Déjà, en plein hiver 2012, Marouane avait affronté une tempête quand la lune de miel fut terminée avec le maire de Fès, Hamid Chabat. Après quelques joutes médiatiques et judiciaires, les tensions s’apaisèrent au prix du bon sens et de l’intérêt supérieur de la ville de Fès. «C’est de l’histoire ancienne» dit Marouane. «Et chaque problème a ses avantages. Aujourd’hui, je suis très proche du maire de Fès. La subvention de la ville de Fès est même passée de 500.000 dhs à 3,5 millions. Je peux même dire que je suis devenu ami avec Hamid Chabat. On avait deux forts caractères. Il sait que je n’ai rien à me reprocher et que le MAS me doit encore 8 millions de dirhams»
MB n’aime pas la confusion des genres et des intérêts. «C’est parce que je n’ai aucun intérêt financier à Fès que j’ai accepté la présidence du MAS» précise-t-il. «Personne ne peut donc me reprocher d’obtenir des faveurs. A Fès, je ne prends rien. Je veux juste donner, laisser une trace. Pas seulement des lignes de palmarès même si ce sont les seules satisfactions de la fonction. Je veux surtout construire un vrai centre de formation avec un complexe hôtelier. J’en ai parlé avec Mohamed Dardouri, le Wali de la région Fès-Boulmane, qui est séduit par le dossier.»

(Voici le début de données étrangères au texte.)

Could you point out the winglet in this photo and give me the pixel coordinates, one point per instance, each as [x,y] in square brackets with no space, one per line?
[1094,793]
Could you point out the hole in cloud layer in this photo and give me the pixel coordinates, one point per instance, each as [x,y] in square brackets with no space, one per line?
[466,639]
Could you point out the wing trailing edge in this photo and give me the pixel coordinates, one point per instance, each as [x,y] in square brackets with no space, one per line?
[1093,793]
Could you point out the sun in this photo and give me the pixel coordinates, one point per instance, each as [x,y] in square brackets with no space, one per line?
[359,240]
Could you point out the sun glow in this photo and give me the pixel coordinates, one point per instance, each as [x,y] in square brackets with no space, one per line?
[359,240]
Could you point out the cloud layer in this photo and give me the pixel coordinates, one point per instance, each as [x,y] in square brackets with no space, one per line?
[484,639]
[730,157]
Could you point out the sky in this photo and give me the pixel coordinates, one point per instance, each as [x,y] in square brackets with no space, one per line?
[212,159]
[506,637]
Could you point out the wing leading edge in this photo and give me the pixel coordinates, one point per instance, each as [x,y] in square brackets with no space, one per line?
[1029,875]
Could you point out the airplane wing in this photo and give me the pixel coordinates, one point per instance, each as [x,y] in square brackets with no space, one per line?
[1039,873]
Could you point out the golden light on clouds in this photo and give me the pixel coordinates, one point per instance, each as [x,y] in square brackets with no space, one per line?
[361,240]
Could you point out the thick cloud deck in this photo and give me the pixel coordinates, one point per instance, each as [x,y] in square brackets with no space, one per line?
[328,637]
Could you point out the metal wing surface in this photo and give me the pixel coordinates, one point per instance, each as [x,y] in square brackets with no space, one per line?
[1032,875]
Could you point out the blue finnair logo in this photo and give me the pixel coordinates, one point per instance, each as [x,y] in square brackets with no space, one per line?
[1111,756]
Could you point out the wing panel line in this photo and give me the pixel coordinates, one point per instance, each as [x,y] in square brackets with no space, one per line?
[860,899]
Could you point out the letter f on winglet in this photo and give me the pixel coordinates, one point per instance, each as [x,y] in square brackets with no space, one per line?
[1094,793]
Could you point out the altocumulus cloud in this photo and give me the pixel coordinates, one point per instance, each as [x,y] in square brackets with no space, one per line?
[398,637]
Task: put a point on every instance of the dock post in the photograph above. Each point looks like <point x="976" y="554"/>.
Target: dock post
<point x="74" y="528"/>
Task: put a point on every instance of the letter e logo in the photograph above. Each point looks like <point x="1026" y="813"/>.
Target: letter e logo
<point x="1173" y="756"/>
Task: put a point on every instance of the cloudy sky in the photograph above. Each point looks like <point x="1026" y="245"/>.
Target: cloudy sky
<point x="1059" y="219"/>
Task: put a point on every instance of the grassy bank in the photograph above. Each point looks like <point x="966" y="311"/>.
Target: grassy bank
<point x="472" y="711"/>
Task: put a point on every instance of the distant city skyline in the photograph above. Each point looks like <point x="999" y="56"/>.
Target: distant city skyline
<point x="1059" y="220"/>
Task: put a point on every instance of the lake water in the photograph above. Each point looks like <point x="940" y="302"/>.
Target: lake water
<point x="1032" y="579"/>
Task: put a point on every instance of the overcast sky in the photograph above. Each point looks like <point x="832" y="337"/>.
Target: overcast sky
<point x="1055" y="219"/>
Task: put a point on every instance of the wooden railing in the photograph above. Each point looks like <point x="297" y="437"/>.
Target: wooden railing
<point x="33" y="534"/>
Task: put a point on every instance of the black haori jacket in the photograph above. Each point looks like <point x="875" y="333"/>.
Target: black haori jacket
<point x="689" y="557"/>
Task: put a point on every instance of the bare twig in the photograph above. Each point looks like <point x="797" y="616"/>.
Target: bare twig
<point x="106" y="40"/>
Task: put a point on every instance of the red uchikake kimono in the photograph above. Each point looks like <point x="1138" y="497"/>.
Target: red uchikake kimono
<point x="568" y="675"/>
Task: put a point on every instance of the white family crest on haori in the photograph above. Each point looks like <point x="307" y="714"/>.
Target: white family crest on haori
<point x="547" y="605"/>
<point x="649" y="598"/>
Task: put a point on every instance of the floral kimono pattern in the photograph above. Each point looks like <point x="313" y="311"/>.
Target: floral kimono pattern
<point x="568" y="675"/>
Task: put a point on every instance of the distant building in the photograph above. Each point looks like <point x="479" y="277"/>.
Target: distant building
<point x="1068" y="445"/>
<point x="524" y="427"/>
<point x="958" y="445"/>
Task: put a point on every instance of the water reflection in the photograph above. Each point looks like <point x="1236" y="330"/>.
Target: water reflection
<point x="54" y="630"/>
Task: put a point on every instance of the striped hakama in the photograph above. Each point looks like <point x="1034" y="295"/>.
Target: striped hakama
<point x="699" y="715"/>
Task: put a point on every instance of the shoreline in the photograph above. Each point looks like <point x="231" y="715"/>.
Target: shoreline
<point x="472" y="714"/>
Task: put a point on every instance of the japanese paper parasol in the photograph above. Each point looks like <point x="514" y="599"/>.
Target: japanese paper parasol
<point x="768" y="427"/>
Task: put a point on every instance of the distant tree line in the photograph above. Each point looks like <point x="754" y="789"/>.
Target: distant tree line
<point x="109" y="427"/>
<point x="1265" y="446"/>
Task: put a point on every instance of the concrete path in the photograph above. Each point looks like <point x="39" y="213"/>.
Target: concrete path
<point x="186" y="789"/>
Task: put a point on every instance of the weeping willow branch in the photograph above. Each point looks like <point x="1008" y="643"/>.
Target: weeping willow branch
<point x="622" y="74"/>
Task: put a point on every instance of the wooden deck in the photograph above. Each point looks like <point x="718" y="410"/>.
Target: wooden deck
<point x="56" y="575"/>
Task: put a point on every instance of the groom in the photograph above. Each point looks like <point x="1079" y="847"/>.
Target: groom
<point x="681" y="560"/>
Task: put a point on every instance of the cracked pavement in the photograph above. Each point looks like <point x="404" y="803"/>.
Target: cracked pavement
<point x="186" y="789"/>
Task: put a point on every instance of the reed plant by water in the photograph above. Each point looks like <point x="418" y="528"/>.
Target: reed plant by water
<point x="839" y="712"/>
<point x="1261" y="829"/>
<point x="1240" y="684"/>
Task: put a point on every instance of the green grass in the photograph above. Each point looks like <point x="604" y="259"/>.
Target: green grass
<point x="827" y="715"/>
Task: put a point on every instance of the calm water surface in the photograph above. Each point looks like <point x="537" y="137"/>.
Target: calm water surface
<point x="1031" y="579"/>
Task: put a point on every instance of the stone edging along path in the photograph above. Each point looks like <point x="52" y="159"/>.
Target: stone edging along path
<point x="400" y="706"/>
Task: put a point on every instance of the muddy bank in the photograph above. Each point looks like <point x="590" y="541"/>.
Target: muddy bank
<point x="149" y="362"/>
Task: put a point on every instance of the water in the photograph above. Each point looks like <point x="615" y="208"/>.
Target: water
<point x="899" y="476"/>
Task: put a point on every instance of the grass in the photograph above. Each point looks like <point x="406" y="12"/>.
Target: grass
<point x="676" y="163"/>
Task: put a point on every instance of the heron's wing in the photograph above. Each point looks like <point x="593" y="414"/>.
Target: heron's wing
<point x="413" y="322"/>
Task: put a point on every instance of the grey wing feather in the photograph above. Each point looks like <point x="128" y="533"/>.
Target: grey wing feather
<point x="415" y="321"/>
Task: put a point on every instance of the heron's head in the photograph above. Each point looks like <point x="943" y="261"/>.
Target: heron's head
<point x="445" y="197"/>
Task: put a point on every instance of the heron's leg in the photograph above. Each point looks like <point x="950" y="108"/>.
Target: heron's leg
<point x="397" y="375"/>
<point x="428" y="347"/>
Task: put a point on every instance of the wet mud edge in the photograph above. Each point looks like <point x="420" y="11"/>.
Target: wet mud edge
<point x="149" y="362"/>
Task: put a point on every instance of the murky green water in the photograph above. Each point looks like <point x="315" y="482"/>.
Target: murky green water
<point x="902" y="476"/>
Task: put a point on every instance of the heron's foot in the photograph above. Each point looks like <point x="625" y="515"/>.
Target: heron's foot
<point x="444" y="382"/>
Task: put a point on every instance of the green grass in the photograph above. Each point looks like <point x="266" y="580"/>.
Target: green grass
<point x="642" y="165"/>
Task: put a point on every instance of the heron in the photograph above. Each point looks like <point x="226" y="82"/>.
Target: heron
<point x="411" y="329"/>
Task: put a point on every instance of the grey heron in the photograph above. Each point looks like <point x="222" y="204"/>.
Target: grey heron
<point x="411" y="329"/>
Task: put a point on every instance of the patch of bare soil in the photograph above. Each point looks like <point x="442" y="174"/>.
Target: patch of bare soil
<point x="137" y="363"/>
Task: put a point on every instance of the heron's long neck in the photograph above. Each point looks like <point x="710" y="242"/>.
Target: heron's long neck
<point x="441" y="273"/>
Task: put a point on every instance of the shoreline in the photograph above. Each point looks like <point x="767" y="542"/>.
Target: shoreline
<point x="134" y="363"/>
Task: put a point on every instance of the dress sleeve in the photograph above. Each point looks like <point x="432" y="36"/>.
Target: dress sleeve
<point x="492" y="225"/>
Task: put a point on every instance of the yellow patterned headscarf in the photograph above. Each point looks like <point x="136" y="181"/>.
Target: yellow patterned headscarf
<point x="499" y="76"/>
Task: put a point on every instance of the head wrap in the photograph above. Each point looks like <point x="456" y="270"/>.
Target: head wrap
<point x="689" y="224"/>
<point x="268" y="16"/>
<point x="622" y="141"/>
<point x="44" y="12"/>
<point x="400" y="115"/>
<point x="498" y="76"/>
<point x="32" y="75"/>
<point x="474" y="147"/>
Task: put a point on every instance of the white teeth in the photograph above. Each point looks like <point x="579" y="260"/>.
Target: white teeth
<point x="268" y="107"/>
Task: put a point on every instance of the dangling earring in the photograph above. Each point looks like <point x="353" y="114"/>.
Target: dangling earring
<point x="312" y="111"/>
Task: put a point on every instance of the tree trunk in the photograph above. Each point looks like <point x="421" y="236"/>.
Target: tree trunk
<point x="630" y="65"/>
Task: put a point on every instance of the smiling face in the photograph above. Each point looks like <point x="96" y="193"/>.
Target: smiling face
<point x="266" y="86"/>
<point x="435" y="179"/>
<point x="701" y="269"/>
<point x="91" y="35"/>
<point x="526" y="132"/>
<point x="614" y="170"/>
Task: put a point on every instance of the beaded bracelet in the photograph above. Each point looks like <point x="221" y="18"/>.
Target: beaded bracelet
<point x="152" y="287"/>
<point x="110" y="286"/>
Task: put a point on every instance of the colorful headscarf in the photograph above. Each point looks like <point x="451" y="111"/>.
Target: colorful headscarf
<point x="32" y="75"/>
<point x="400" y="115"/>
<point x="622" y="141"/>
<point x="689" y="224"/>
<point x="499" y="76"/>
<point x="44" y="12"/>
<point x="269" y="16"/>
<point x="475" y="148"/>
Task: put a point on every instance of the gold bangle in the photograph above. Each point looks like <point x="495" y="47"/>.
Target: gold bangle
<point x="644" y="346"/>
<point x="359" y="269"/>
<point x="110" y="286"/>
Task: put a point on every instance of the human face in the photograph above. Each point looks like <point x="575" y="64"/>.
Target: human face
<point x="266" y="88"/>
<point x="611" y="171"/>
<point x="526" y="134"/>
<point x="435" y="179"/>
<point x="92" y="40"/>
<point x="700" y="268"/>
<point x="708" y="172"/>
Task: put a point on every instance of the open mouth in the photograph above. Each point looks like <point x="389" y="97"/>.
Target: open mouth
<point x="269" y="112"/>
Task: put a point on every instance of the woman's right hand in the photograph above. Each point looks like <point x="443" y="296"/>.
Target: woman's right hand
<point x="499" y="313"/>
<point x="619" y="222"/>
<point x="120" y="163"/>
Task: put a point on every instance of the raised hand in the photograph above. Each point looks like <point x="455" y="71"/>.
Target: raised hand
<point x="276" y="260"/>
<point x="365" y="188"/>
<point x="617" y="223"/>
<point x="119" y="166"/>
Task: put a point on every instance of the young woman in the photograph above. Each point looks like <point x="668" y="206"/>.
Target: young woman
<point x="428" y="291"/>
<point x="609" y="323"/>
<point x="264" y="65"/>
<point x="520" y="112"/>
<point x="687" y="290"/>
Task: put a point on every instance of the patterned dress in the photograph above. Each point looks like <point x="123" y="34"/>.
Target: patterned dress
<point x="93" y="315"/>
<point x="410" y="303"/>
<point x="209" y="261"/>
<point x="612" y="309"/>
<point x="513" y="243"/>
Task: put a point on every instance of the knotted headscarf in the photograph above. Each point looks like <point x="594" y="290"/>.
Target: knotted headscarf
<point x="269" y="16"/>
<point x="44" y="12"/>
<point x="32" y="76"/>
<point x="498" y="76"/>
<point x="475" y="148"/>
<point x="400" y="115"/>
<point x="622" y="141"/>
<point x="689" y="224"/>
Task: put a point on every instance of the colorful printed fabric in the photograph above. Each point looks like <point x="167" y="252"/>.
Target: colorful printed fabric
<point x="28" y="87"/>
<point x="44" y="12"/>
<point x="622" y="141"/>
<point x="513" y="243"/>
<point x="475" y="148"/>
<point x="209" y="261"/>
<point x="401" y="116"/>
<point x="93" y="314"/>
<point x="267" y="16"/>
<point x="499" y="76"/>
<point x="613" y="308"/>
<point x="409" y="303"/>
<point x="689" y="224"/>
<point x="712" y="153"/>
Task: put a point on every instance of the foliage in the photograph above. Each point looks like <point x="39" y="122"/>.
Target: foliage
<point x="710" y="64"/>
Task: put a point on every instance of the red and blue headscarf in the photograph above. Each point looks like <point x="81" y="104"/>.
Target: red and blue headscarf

Un cadeau pour les futures générations qui a poussé Marouane à rempiler pour un nouveau mandat de quatre ans, à la présidence du Mas. «Si j’ai renouvelé le bail, c’est seulement pour quatre ans» confirme Marouane. «J’aurais fait le plus gros du travail. J’ai commencé par les tâches lourdes, comme le remplacement du bus des joueurs, qui datait des années soixante-dix. Dans dix ans, j’aurai laissé ma place.»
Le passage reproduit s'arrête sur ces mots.